Alles ist eitel, du aber bleibst

© Evangelischer Kirchenbezirk Geislingen

Pfarrerin Michaela Köger

Seit einigen Wochen fallen die Blätter, und die Bäume werden zusehends kahler. Morgens überrascht uns Frühnebel. Die gesamte uns umgebende Stimmung bringt ins Grübeln.
Wie vergänglich ist doch die gesamte Schöpfung? Es ist ein steter Wandel, ein Entstehen und Vergehen.
Was ist letztlich der Mensch? Unterworfen seinen Grenzen, endlich, vergänglich… Das gesamte Leben, all sein Tun bleiben nichts als Stückwerk.
Was ist der Mensch? So unendlich verletzlich! Ein Freund erhält die unheilvolle Diagnose, dass der Tumor bösartig ist und die Medizin an ihr Ende kommen wird.

Da sind so viele Gedankenfetzen – auch in der Schule, wenn ich vor jungen Menschen stehe, von denen die meisten ihre Heimat verloren haben, weil Menschen sich einander in Kriegen Gewalt angetan haben und weiterhin antun. Warum bedrohten und bedrohen von Ideologie und Religion Verführte die Christen der Ninive-Ebene und die Jeziden im Sindschar Gebirge? Warum müssen oftmals schiitische Muslime in Afghanistan um ihr Leben fürchten?

 

Alles Leben ist vergänglich. Wir alle wissen darum. Aber warum vergällen wir es uns gegenseitig? Warum geben wir Hass und Gewalt Raum? Warum sind unsere Worte oftmals so lieblos und feindselig?
Der Friede unter uns Menschen ist stets bedroht und zerbrechlich.

 

Als Klassengemeinschaft, bestehend aus Schülerinnen und Schülern aus neun Nationen, machen wir uns auf den Weg, über das christlich geprägte Europa zu sprechen. Gemeinsam suchen wir nach Möglichkeiten, wie ein Miteinander in einer Gesellschaft mit Menschen unterschiedlichster Prägung gelingen kann. Wir entdecken, dass ein gesundes Gottvertrauen zu gegenseitigem Respekt führen kann und dass es Menschen für ein Verstehen des Glaubens und der Prägung des anderen öffnet.

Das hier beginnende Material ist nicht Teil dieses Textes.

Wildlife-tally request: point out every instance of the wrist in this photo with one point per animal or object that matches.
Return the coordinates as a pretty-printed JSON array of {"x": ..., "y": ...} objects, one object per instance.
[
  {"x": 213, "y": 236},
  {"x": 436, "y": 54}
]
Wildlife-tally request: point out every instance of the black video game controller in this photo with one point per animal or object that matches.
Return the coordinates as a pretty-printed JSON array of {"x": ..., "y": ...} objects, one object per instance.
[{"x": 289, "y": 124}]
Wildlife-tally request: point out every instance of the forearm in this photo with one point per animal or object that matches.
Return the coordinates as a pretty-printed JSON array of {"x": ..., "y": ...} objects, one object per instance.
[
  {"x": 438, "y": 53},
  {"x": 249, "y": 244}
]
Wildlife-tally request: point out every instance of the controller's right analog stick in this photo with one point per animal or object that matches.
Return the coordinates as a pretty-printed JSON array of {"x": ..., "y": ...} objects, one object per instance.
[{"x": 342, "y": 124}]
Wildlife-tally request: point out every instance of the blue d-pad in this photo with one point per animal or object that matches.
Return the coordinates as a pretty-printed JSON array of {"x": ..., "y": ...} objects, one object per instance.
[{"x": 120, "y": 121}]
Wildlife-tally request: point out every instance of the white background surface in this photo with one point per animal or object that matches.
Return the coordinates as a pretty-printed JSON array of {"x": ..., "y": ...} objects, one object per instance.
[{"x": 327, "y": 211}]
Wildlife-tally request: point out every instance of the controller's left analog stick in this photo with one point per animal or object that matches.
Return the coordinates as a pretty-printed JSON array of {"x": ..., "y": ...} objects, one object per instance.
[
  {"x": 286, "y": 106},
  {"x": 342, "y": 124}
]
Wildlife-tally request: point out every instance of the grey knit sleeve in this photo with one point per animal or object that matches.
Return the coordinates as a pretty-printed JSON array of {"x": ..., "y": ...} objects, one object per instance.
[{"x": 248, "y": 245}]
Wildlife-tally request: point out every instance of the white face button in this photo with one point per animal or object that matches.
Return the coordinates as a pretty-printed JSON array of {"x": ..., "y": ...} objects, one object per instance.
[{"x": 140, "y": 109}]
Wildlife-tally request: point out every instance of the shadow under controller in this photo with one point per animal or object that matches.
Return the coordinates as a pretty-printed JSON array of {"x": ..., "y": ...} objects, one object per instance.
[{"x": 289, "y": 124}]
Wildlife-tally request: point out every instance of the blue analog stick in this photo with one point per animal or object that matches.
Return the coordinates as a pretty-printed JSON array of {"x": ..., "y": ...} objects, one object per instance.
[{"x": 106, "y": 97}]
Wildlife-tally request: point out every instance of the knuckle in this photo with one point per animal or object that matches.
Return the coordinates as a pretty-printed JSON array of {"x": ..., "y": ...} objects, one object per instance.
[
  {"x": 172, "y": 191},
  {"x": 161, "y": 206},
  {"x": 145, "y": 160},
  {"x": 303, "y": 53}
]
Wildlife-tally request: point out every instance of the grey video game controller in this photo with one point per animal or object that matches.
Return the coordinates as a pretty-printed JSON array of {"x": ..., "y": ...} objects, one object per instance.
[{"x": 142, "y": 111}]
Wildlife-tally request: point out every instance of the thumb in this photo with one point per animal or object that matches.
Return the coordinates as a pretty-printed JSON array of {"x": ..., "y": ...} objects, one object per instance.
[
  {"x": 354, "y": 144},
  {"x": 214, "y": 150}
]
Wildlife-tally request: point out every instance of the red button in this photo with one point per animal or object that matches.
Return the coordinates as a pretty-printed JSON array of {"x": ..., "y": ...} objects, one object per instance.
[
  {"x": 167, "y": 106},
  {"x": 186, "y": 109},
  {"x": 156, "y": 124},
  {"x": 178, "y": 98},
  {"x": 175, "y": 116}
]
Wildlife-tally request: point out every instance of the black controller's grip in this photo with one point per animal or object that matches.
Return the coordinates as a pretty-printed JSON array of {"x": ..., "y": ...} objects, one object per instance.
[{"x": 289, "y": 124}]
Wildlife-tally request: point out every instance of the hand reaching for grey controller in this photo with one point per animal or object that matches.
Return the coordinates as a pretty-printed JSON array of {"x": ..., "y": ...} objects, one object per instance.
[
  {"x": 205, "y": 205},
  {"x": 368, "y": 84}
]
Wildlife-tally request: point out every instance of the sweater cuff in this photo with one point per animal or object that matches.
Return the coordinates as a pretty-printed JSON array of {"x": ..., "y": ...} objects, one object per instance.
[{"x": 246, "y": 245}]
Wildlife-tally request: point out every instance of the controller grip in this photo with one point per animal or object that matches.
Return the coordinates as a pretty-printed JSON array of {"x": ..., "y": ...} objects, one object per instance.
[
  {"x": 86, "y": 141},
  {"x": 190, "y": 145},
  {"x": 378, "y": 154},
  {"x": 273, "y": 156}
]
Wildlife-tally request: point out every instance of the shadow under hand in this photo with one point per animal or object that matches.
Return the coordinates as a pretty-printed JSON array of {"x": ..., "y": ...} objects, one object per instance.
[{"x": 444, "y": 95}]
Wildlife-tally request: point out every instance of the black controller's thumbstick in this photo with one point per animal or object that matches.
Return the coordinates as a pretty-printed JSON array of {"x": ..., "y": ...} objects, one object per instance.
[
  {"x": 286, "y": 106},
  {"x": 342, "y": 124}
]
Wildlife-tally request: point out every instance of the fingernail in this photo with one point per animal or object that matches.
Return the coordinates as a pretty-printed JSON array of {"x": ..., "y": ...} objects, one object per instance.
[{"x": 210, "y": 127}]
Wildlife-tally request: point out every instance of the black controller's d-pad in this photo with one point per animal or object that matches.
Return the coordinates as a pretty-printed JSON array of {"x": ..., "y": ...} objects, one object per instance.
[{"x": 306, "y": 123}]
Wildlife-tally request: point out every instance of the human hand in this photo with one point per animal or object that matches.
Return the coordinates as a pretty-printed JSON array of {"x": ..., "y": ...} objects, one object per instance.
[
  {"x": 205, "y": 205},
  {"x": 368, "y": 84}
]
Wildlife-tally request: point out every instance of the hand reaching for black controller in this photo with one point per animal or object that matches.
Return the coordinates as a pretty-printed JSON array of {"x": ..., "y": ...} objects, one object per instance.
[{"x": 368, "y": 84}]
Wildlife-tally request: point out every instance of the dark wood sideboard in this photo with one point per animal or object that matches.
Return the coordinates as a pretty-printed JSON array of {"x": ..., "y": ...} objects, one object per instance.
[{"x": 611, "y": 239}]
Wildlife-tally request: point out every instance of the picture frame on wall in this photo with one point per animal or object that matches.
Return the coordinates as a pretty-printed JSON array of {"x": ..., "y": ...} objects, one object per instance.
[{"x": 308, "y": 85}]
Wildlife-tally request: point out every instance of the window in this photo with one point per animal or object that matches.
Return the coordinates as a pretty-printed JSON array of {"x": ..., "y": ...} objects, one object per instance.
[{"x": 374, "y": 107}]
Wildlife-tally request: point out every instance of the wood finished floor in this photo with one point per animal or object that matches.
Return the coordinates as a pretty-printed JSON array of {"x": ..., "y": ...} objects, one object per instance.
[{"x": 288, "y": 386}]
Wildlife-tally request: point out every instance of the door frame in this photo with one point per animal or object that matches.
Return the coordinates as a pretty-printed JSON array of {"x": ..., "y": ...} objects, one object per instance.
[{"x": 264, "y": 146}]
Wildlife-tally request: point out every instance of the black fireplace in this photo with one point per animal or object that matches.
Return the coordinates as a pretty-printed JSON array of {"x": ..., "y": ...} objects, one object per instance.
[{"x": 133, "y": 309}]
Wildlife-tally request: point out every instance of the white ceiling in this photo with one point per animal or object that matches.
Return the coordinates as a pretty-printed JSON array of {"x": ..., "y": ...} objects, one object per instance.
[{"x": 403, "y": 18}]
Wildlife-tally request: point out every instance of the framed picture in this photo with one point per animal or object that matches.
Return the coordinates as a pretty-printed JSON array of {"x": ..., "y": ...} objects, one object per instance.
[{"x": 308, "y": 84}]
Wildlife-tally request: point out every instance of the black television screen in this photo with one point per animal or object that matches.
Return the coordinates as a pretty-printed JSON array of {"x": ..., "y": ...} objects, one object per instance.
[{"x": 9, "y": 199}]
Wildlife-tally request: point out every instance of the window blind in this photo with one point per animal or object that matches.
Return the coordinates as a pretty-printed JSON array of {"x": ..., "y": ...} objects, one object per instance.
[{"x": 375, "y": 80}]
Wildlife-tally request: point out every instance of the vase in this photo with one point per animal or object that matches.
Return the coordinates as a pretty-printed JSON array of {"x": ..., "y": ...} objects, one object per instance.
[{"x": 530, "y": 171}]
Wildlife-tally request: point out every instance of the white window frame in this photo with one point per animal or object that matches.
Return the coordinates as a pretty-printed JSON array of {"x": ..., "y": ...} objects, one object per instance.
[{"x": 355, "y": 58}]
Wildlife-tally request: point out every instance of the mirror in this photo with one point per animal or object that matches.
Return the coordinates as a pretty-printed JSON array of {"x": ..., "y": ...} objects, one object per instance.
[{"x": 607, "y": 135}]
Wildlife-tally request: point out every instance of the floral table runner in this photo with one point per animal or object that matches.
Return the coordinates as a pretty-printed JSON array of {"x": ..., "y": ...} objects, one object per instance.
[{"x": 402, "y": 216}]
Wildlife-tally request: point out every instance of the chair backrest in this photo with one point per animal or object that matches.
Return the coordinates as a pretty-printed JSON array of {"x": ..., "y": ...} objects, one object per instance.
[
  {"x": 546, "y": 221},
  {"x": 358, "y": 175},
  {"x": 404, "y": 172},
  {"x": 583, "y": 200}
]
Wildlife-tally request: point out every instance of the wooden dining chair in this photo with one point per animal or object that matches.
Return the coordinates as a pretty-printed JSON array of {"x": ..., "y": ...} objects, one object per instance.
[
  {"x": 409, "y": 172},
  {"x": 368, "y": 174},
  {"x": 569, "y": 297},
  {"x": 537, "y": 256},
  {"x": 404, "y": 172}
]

Bilder aus Halle, die in den letzten Wochen durch die Medien gingen, erschrecken mich. Was ist der Mensch, dass er Mitmenschen so Furchtbares antut - auch auf bundesdeutschem Boden?

Alles Tun und Mühen für das Gute bleibt letztlich Stückwerk, aber es ist getragen von der Hoffnung.
Die Herbstmonate können melancholisch stimmen und lassen Gedanken aufkommen. Wir hängen ihnen nach wie in sonst keiner anderen Jahreszeit.
Doch über allem unserem Tun und Lassen steht Gottes Ratschluss. Alles Leben ist von Gott, gehalten vom ersten bis zum letzten Atemzug und auch darüber hinaus!



Alles ist eitel, du aber bleibst,
und wen du ins Buch des Lebens schreibst.
Du aber bleibst, du aber bleibst.
Alles ist eitel, du aber bleibst,
du aber bleibst, du aber bleibst,
und wen du ins Buch des Lebens schreibst.

Der Dichter und der Komponist dieses Kanons im Gesangbuch (EG 559) haben sich angesichts unseres Mühens und der zwischenmenschlichen Abgründe, angesichts aller Vergänglichkeit von der Bibel, vom Buch Prediger und von der Offenbarung, inspirieren lassen.
All unserem Scheitern, all unserer Vergänglichkeit steht Gottes Größe, seine Barmherzigkeit und Weisheit gegenüber. Wir können darauf bauen!